With other words, we want to find out how probable it is that a student's raven score has absolutely no effect on the math score of the same student. We will perform this test using the asymptotic (normal) distribution of $\beta_{\text{raven}}$.

We construct the following test statistic:

$$ z = \frac{\hat{\beta}{\text{raven}} - 0}{\hat{se}(\beta{\text{raven}})} $$

Under the null hypothesis, we assume this test statistic to have a asymptotic standard normal distribution:

$$ Z \sim N_1(0, 1) $$

We now want to calculate a two-sided $z$-test:

$$ p = 2 \cdot \text{Pr}(Z \geq |z|) $$

We can calculate the test statistic manually:

coefficients <- summary(fitRI1)$coefficients
betaRavenHat <- coefficients[2, 1]
standardErrorRavenHat <- coefficients[2, 2]
ZStatistic <- (betaRavenHat - 0) / standardErrorRavenHat
pValue <- 2 * pnorm(q=abs(ZStatistic), mean=0, sd=0, lower.tail=FALSE)
pValue

Or by retrieving the $t$-value directly:

tValue <- coefficients[2, 3]
pValue <- 2 * pnorm(q=abs(tValue), mean=0, sd=0, lower.tail=FALSE)
pValue

Alternatively, we can use the lmerTest R-package which provides $p$-values in the lmer summary output:

library(lmerTest)
fitRI1Test <- lmer(
    math ~ raven + gender + (1 | school),
    data = dataset,
)
summary(fitRI1Test)

All three methods yield the same result, we can relatively confidently assume raven scores to have an impact on math scores.

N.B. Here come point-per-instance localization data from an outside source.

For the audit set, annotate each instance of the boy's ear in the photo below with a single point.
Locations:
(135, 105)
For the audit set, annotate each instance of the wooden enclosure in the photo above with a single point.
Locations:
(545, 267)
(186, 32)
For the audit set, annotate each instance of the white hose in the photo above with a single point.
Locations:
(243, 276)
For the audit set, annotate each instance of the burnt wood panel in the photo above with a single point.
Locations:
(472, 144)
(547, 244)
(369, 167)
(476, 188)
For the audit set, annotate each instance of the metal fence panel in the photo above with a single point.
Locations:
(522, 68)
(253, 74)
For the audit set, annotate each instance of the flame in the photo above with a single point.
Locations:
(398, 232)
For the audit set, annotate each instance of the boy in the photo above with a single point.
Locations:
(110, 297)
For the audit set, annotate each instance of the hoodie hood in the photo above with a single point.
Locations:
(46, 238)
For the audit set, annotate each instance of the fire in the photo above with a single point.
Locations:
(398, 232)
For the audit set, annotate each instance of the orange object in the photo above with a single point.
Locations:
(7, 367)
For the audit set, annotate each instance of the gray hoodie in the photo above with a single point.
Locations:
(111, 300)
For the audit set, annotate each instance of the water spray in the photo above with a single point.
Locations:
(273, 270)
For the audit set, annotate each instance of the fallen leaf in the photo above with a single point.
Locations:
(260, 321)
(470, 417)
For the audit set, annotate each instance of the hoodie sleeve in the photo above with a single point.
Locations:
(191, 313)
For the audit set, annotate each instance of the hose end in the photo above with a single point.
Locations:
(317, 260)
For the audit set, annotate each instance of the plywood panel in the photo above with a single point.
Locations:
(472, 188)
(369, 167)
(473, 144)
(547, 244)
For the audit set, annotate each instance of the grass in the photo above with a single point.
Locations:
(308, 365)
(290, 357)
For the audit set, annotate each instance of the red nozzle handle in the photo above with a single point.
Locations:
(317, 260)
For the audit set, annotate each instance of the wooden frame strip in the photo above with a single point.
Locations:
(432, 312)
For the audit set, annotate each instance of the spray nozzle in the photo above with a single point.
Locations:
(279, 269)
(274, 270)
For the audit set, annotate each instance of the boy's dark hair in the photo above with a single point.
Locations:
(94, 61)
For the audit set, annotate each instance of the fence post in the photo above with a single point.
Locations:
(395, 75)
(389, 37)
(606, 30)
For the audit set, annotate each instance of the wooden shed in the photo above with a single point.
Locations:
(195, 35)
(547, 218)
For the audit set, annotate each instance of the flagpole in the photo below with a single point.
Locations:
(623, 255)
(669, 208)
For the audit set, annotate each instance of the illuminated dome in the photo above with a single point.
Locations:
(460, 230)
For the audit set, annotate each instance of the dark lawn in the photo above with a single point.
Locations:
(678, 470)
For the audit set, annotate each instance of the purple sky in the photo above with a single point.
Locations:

We can also construct a $95\%$ confidence interval for the effect of the female gender on the math score, using the Wald approximation for fixed effects:

confint(fitRI1, method='Wald')[5,]

Since the entirety of the $95\%$ confidence interval is contained by ${\rm I!R}^+$, we can confidently conclude that girls perform better on the math test compared to boys.

c) Random intercept model without gender covariate

We now fit a random intercept model, still clustered by school, but without gender as a fixed effect.

detach('package:lmerTest', unload=TRUE)
fitRI2 <- lmer(math ~ raven + (1 | school), data=dataset)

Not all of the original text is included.